Even after her release from detention, Ms. Onyekweli described the gnawing fear of being sent back as “mental torture.” Her inability to work legally brought more hardship. Living in a small apartment with thin walls, it was a struggle to assemble enough money to pay for heat in winter. She did odd jobs, but also relied on the charity of others to buy medicine or, when she looked obviously hungry, food.

Still, she sought to adapt. She learned Japanese well enough to read a newspaper and complete a course in elder care. She passed the exam, only to be barred from completing a practicum.

“Long-term care homes in Japan as in Canada are critically short-staffed,” said John R. Harris, a Canadian who has lived in Japan for decades. “So here’s a woman who is ready to go and do a job that no Japanese wants to do, and yet they still wouldn’t allow her.” He calls it “xenophobia.”

He was with Ms. Onyekweli when she received a phone call 10 days before the Olympic opening ceremony from immigration authorities, who warned her against leaving home for the duration of the Games, saying she risked police harassment if she was out and about.

“The Japanese just assume that refugees are criminals or something,” he said.

Mr. Harris was among a group of Canadians who took Ms. Onyekweli under their wing, first steering her to a community at St. Alban’s Anglican church in Tokyo, then guiding her through the process of applying for refugee status in Canada.

“It was pretty tough to watch her be consistently swept under the rug,” said Christian Howes, a Canadian active in the church choir who felt compelled to help Ms. Onyekweli. “She was here in an environment where she was told not to work – but wasn’t told how you eat if you don’t work. And she had no health care.”

He made a connection with an Anglican church group in Kimberley, B.C., which agreed to sponsor Ms. Onyekweli.

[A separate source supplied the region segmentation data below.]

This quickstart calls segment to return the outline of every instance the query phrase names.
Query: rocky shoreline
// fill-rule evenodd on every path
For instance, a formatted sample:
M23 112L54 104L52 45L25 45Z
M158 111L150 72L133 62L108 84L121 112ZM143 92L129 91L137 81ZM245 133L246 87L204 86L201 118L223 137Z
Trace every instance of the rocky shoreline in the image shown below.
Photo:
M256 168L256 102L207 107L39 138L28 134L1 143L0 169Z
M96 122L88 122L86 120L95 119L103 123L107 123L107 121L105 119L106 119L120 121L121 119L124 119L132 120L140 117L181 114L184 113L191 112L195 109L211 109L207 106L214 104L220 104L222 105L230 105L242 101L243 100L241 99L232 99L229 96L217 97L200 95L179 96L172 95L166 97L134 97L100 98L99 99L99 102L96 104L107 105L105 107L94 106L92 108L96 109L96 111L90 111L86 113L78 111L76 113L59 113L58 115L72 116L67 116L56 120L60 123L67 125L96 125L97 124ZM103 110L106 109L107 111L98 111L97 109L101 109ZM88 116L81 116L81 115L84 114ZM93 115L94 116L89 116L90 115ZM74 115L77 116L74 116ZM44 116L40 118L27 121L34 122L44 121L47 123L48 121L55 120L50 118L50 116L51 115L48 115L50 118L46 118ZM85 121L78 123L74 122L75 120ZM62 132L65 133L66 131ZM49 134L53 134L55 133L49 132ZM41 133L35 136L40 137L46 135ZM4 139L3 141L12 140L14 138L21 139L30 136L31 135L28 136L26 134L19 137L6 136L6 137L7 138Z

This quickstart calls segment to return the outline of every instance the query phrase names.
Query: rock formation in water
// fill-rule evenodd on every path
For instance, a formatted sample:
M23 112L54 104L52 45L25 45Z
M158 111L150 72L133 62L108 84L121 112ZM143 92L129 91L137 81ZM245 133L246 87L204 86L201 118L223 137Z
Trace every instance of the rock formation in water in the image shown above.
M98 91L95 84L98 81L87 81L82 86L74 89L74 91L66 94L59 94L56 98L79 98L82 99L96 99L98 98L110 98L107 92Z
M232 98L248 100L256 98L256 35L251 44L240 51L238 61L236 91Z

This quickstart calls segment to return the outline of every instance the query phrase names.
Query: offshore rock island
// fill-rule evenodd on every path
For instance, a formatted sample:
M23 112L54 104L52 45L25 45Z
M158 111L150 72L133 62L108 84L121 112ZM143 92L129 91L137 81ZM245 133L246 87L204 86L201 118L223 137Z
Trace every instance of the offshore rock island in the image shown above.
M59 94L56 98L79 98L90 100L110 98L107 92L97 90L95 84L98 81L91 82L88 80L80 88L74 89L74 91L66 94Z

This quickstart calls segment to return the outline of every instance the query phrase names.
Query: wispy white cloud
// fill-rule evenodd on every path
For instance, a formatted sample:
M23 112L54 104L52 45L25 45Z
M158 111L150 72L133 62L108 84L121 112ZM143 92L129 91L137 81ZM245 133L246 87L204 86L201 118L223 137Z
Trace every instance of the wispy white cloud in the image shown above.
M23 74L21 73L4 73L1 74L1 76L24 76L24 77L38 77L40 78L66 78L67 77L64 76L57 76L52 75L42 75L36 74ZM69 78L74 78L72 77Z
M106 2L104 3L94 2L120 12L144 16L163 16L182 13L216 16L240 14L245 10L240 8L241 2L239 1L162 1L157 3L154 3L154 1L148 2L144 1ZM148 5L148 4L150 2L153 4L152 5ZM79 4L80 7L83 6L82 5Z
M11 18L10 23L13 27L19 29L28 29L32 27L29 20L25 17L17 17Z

“It makes you tremendously proud to think that people in a small town that isn’t a financial centre, that doesn’t have huge unlimited wealth to give away, would say, ‘Yeah, we’ve got room,’ ” Mr. Howes said.

On Thursday, Ms. Onyekweli waited with her bags and boxes packed with her few belongings, including the elder care textbook she studied. Her hope is to use what she learned in Japan to bring comfort to people in Kimberley.

“Because I have suffered a lot in Japan,” she said. “I want to forget about my pain by helping other people.”